Değerlendirmede şu ifadelere yer verildi:


“2024 yılı ilk çeyreğinde, dünya ihracatı yüzde 0,6 oranında düşüş ile 5 trilyon 919 milyar dolar olur iken, ülkemizin ihracatı yüzde 3,6 oranında artış ile 63 milyar 603 milyon dolar olmuştur.


Yıllıklandırılmış olarak bakıldığında ise dünya ihracatı yüzde 4,2 oranında düşüşle 23 trilyon 808 milyar dolar olurken, ülkemiz ihracatı % 0,8 oranında artışla 257,6 milyar dolar olarak gerçekleşmiştir.
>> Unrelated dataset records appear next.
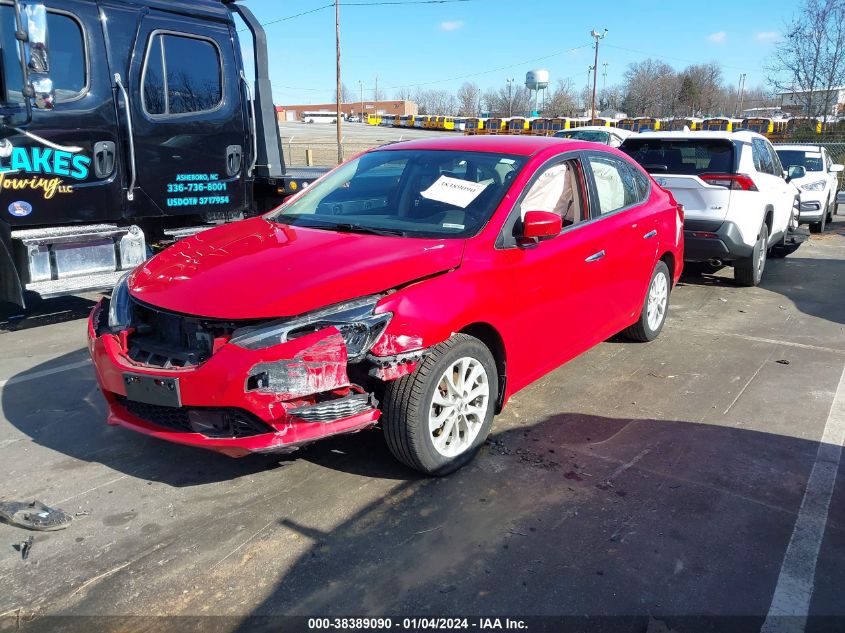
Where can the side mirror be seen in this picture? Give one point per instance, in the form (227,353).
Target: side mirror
(35,17)
(541,225)
(795,171)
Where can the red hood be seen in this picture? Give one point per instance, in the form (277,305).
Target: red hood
(256,269)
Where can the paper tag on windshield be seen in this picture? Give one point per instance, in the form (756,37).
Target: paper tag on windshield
(454,191)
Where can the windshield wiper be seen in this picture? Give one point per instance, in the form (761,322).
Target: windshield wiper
(348,227)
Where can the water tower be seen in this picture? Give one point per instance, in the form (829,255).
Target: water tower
(535,81)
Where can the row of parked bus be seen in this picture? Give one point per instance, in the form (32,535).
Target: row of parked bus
(776,129)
Küresel ihracattaki düşüşe rağmen ihracatımızdaki artışlar devam etmiştir. Bu kapsamda yıllıklandırılmış ihracatımızın küresel ihracattan aldığı paydaki artış eğilimi 2024 yılının ilk çeyreğinde de devam etmiş ve 2023 yılının ilk çeyreğine göre 0,05 puanlık artış ile yüzde 1,082 seviyesine yükselmiştir.


Ticaret Bakanlığı olarak, katma değer, inovasyon ve rekabetçilik odaklı ihracat perspektifinde sürdürdüğümüz politika ve stratejilerle Türkiye’nin küresel ticaretteki payını daha da yükseklere çıkarmak için tüm gücümüzle çalışmalarımıza devam ediyoruz.


Küresel tedarik zincirindeki konumumuzu daha da güçlendirmek için küresel ticaretteki eğilimleri en iyi şekilde değerlendirip elde ettiğimiz kazanımları artırarak devam ettireceğiz”.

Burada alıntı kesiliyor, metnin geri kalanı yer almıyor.